Los municipios bonaerenses viven bajo una ficción democrática que cada dos años los convoca a las urnas pero no les permiten decidir por lo que realmente importa. Elegimos intendentes y concejales, sí, pero ellos siguen atados de pies y manos a un esquema centralista, vertical y mezquino que responde a una lógica colonial: todo se decide en La Plata, y el interior obedece.
Somos una colonia electoral. Nos piden los votos, nos reparten boletas, nos prometen obras. Pero el verdadero poder sigue concentrado en un puñado de ministerios, direcciones y legisladores que viven en la capital provincial –la “civilización”– y miran a la región surera como la «pampa bárbara»: subordinada, útil sólo en elecciones.
La estructura política bonaerense está diseñada para garantizar la reproducción de esa minoría que gobierna desde escritorios, mientras los pueblos se despueblan, los caminos se rompen, y los recursos no llegan.
El Decreto Militar 6769/58 –la llamada “Orgánica de los Municipios” – es hoy un esqueleto anacrónico. Fue pensada para una provincia chica del siglo pasado. Pero no para una Buenos Aires de más de 18 millones de habitantes y 135 municipios con realidades tan diversas como inabarcables desde el despacho del gobernador.

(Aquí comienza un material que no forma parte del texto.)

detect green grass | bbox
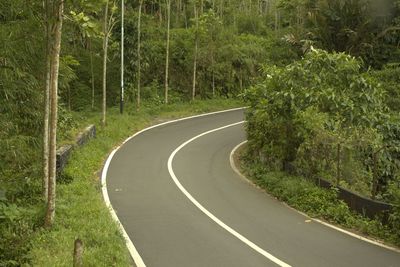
[239,147,400,248]
[28,98,243,266]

No hay autonomía real. No hay descentralización ni desconcentración de poder. No hay reforma tributaria ni representación política equitativa en la Legislatura. La ley electoral parte de 1935. Los concejos deliberantes no tienen peso, las comunas no pueden administrar ni sus propias tierras, y mucho menos planificar su desarrollo estratégico.

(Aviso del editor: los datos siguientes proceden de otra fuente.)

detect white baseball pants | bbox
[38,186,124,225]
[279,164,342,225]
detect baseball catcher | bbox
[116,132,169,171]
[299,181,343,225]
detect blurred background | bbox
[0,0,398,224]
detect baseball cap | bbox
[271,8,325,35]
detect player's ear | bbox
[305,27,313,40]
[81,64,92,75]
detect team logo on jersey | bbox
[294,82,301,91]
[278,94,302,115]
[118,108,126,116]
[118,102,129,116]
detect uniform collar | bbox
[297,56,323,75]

La política de La Plata se sostiene en base a un pacto de impunidad mutua: los intendentes alineados reciben recursos “para hacer gestión” y en contrapartida no reclaman cambios estructurales. Mientras tanto, los que se animan a levantar la voz quedan aislados, sin obras, sin coparticipación extra y, muchas veces, perseguidos por el Tribunal de Cuentas o la Fiscalía de Estado.

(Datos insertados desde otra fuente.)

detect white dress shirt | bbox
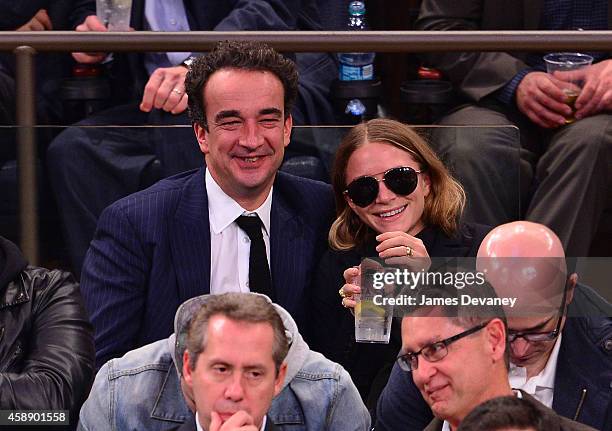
[509,334,562,408]
[206,168,272,294]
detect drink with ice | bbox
[97,0,132,31]
[354,297,393,343]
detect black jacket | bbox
[0,237,95,415]
[308,223,491,406]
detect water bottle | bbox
[337,1,375,82]
[337,1,376,117]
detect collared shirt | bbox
[508,334,562,408]
[195,412,267,431]
[206,168,273,294]
[144,0,192,74]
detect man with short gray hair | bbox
[78,292,370,431]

En nombre de la gobernabilidad, se silencia el debate sobre la autonomía municipal y Cartas Orgánicas. En nombre del federalismo, se consolidan estructuras profundamente unitarias. Y en nombre de la democracia, se bloquea toda forma de participación directa que dispute el poder real. Así, el régimen bonaerense se vuelve una maquinaria inmóvil, burocrática y autorreferencial, que gira sobre sí misma sin transformar nada.
¿Qué significa entonces recuperar el poder municipal?
Significa reformar la Constitución provincial y reemplazar el Decreto militar 6769/58 por una nueva ley de autonomías locales. Significa que cada municipio pueda definir su matriz productiva, administrar sus puertos, cobrar sus propios tributos, elegir su autoridad policial, tener un tribunal de justicia municipal, decidir su planificación urbana y proteger su identidad cultural y regional. Significa desconcentrar el poder –y recursos– para que el pueblo decida desde abajo, con participación vecinal y control popular.
No se trata de romper la unidad provincial, sino de reconstruirla desde sus raíces. Porque no hay unidad verdadera si se impone desde arriba. La unidad popular se construye respetando la diversidad, fortaleciendo las autonomías locales y generando mecanismos de integración horizontal entre municipios, regiones y sectores productivos.
La provincia de Buenos Aires no puede seguir siendo una provincia centralista disfrazada de federalismo. Sus municipios no pueden seguir siendo el patio trasero del poder platense ni el feudo de una clase política que vive de los recursos del pueblo sin devolverle poder al pueblo.
La reforma es urgente. No es técnica: es política. Y no la va a impulsar ningún iluminado desde la Legislatura. Tiene que nacer desde la bronca organizada, desde la conciencia municipalista, desde los pueblos que ya no quieren ser colonia de nadie.
Porque no hay justicia social sin justicia territorial.
Porque no hay democracia real sin poder local.
Y porque el pueblo que no gobierna sus municipios, no gobierna su destino.